Soon, it becomes a habit. And, as the habit is created, so the addiction is fed. And it grows and grows, seemingly on its own-until we are truly addicted to something.
As previously stated, addictions do not need to be reserved only for drugs and alcohol. Some people are addicted to: television, reading, walking, exercise, eating, smoking (guess there’s a drug in there), the internet, celebrities, relationships (not wanting to feel “alone”), driving, coffee (another drug?), etc.
Let’s say that you are feeling down and you take a long walk. After the long walk, you feel a lot better. So, the next time you feel down, you, once again, take a walk. And, again, you feel better. You unconsciously begin to associate easing yourself back into your comfort zone with walking.
Then, you decide (perhaps unconsciously) to beat the system and take the walk BEFORE you feel down. So, you start walking. Next thing you know, you have a pile of laundry, a sink full of dishes, and a messy house. But, you feel that you have done great things because you aren’t feeling down.
Yes, you are back in your comfort zone. And, you are not feeling down. However, the threshold in your life for whatever stress it was that created the feeling in the first place is still at the same level. If something were to happen to stop you from being able to walk, you would not be able to deal with that stress resourcefully.
Those thresholds that we have within us can be considered as boundaries of our comfort zone. When we are outside of that comfort zone, we feel uncomfortable. Unless you learn to stretch and expand your abilities, that threshold will remain the same.
Another point to consider when looking at these coping mechanisms or strategies is that of awareness. You are probably not even aware (or conscious) of what it is that you are doing when you are taking these actions that “relieve” the stress. You just know that you feel okay.
When you can become aware of what it is that you are doing, and WHY you are doing it, you can observe (internally) your internal representations and change them for the better. In other words, you can create a new reality for yourself and expand your comfort zone, thereby raising your threshold for stresses in your life.
The basis for this explanation lies in the tendency we all have to become unaware of what we are doing and, more importantly, what we are thinking. As you have gone through your life, you have learned belief systems, values, and certain coping strategies (that can be tied to “coping mechanisms”). These internal representations of your world and your life experience, determine, to a large degree, what is going on in your life.

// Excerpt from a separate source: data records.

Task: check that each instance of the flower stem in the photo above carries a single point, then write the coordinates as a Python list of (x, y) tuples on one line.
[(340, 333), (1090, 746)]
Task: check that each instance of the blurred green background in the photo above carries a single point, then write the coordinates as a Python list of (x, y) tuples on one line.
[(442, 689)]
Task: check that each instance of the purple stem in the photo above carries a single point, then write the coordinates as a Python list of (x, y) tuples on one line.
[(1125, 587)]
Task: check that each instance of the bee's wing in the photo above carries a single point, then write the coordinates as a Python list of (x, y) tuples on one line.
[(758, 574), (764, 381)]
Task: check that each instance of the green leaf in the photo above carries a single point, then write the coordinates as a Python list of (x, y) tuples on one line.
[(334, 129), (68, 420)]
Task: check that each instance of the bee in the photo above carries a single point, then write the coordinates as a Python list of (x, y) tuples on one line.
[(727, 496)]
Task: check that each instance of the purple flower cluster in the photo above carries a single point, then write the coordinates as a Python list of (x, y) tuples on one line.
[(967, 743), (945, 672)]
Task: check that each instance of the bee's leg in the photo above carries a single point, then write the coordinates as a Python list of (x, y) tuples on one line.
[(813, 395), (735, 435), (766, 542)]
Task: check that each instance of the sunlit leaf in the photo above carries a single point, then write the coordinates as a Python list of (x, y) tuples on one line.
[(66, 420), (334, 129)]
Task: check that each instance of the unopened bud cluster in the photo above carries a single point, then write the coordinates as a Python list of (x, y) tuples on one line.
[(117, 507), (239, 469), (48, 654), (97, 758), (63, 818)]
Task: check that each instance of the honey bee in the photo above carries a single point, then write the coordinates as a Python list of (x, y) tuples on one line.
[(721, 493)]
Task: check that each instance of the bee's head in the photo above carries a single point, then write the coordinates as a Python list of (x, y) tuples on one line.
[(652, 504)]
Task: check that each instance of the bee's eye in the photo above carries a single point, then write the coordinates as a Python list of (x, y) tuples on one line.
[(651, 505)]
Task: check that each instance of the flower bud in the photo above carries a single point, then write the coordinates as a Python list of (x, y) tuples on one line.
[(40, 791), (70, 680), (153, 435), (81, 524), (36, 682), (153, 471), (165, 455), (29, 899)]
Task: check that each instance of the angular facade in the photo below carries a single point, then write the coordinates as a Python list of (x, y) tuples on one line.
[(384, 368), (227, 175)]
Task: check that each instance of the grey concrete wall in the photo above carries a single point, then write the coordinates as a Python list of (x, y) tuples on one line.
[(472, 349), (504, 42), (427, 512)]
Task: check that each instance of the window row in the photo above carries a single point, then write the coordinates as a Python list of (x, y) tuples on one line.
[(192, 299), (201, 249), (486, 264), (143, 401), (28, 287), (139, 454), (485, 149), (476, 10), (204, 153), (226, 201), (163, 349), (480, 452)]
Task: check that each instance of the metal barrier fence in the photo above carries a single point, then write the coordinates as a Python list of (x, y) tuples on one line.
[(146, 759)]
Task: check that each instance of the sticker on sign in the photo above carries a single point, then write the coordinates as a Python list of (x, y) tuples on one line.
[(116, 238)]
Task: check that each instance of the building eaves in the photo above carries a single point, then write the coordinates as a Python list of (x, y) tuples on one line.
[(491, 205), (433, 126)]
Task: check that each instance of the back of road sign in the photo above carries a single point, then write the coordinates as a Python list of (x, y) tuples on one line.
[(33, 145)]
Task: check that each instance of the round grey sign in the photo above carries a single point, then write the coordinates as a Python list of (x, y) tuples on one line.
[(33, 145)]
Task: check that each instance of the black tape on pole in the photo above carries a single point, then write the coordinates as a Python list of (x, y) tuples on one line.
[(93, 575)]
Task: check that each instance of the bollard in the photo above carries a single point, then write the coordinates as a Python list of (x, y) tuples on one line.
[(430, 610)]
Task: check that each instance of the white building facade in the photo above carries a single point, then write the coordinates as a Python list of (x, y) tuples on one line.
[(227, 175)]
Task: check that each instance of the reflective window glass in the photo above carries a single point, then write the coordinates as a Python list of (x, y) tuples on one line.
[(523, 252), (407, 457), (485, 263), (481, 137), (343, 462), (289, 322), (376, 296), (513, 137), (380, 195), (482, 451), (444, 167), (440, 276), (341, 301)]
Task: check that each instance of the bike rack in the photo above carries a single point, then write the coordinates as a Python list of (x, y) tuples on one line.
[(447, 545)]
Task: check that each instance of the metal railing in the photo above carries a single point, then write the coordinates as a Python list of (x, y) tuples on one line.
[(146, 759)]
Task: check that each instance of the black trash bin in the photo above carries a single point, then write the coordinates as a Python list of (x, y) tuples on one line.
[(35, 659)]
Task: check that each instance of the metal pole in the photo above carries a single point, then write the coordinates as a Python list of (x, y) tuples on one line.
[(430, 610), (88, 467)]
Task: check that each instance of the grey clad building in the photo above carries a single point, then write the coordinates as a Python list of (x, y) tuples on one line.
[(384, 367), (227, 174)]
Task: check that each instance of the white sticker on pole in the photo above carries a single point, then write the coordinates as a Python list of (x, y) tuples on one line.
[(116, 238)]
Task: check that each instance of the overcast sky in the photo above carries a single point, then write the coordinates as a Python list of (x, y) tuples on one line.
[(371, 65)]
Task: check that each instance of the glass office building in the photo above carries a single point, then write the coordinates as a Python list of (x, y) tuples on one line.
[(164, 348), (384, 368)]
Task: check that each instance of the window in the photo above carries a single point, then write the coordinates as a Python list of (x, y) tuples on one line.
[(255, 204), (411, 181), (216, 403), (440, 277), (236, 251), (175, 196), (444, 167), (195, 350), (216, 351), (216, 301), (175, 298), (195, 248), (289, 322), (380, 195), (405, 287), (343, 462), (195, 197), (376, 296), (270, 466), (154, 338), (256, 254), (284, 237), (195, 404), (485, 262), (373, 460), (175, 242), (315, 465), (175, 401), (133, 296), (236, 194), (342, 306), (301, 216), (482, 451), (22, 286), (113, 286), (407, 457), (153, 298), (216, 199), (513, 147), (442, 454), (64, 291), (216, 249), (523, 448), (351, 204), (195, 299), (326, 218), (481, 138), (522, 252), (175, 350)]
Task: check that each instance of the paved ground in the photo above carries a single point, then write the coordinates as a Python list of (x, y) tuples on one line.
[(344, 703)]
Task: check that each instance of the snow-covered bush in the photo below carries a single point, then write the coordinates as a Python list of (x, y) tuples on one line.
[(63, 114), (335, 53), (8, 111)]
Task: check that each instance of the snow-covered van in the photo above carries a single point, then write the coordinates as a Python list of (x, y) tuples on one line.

So, for example, when you have learned a strategy that whenever you feel sad, you can take a long walk and feel “better”, you are implementing the coping mechanism. At this point, it is not harmful. It does become harmful when you rely on the mechanism or strategy to make you feel “better”. Then, you have to take a long walk to feel “better”-perhaps, you may even reach the point where you only feel happy when you take long walks.
Being aware, observing your thoughts and actions, and raising your thresholds will all help to alleviate the tendency to gravitate toward an addictive behavior or action.